Rhubarb is rich in iron, folate and Vitamins A, B6 and C, but is too tart to be eaten raw. However, rhubarb’s juicy stalks can be made into gorgeous jams and sauces, and is a match made in heaven with apples in pies, muffins and crumbles. Before cooking, make sure you cut off and discard the leaves as they are poisonous and should not be eaten.
Snow and Sugar Snap Peas
Munching on these yummy peas is like popping multi-vitamin pills—except better, because they are fresh, natural and you can eat the packaging!—due to their high levels of Vitamin C, potassium, fibre, protein, folate and beta-carotene. Snow and sugar snap peas feature prominently in Asian dishes and they are also popular in France and England, where they are called mangetout. They can be enjoyed raw in salads or cooked, but be careful not to overdo it—they don’t need long to become tender so adding them at the last minute to curries and stir-fries is best.
Spinach packs a powerful punch of fibre, folate and beta-carotene, a powerful antioxidant that helps protect against sun damage, heart disease and cancer. Among the many virtues of this green are its soft, juicy leaves and strong flavour that goes beautifully with dairy and eggs—try a yummy ricotta and spinach pie or add it to your scrambled eggs.
Spring onions are in fact very young onions harvested before the bulb has swollen. The green shoots have a mild and delicate flavour, which intensifies as you reach the white bulbs, and both can be enjoyed either raw or cooked—try combining uncooked spring onion with chicken, mayonnaise and celery in sandwiches, using it as a garnish for soup, or adding it to stir-fries.
Forget expensive beauty creams and hair products—a handful of berries a day is all you need for glowing skin and luscious locks. Vitamin pills, too, can be discarded in favour of the real thing, because berries are jam-packed (pun intended!) with antioxidants to keep your immune system in top-notch fighting form and have you radiating good health. There is a bountiful supply of freshly picked strawberries at the Market every day during the warmer months, so make the most of the budget-friendly prices and scatter them on your breakfast, make fresh strawberry smoothies, or include them in summer fruit salads and enjoy with natural yoghurt, a drizzle of honey and fresh mint for dessert.

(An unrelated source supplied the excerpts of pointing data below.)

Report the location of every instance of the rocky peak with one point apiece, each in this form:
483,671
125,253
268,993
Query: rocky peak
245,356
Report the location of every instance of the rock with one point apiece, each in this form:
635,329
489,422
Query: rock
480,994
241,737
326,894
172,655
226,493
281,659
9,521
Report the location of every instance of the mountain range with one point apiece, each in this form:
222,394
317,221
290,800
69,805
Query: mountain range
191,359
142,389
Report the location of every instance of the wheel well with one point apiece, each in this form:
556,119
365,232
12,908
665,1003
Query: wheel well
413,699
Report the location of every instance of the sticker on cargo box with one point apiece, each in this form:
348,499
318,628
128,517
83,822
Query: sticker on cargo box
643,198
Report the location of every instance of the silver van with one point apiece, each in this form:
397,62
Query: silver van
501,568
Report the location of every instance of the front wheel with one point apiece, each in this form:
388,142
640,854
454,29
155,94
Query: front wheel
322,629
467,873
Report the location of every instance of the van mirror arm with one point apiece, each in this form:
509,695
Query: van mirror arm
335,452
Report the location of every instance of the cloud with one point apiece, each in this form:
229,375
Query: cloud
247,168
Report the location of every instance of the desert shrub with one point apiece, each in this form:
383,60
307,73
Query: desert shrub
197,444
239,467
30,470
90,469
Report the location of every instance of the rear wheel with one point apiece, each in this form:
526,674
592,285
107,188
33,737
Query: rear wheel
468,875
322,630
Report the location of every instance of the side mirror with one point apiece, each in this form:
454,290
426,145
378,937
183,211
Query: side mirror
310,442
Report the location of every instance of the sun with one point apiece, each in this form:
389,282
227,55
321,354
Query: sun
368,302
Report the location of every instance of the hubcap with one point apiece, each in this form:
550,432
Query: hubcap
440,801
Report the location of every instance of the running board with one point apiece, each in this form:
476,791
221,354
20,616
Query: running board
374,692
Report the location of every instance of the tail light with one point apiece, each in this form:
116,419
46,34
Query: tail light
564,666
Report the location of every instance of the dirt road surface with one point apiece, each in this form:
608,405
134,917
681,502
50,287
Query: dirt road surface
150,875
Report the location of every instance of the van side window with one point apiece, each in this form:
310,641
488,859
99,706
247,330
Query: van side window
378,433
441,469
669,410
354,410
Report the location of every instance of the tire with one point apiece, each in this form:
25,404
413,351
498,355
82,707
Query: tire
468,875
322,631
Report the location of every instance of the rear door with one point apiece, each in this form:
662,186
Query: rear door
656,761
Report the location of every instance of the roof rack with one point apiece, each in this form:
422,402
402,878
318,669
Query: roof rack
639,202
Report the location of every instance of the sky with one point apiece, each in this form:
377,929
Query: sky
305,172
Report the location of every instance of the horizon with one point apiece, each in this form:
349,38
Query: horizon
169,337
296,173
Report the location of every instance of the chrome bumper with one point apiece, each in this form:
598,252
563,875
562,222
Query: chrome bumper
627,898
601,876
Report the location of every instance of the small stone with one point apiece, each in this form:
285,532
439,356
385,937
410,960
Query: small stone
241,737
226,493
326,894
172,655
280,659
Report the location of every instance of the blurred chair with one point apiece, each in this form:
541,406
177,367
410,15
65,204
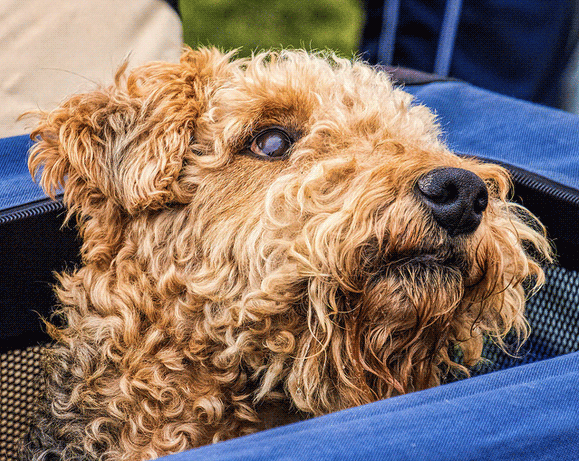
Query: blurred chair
53,48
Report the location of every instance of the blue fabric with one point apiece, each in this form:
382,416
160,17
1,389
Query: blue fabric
487,125
521,414
518,48
16,185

Next time you’re at a barbecue surrounded by fatty store-bought burgers and sausages, and mayonnaise-heavy pasta salads, re-think your options and reach for the healthy choice—a delicious, golden ear of char-grilled corn on the cob. With about as many calories as an apple and less than a quarter of the sugar, sweetcorn contains slow-release carbohydrates for long-lasting energy as well as Vitamin C and potassium. Corn has been growing for thousands of years in the Americas, in the area from Brazil to southern Canada, and is a major component of Mexican cuisine, where they also enjoy char-grilled corn on the cob (with smoky fresh lime and chilli mayonnaise and Cotija cheese) as the popular street food, elote.
Tomatoes may look pretty, but they don’t shy away from a fight—at least, not when it comes to free radicals, inflammation, heart disease and many cancers. These little beauties are loaded with Vitamins A, B, C and E, potassium and fibre, and also contain a powerful antioxidant, lycopene, which will all have you glowing with health from the inside out. Native to western South America, tomatoes have been staple ingredients in Mexican dishes for the past 2000 years, but their incredible flavour and versatility has seen them embraced by different cultures all around the world, and they have become essential in Mediterranean cuisine—try them raw, baked, stewed, fried or pureed in everything from salads, soups to stews and sauces.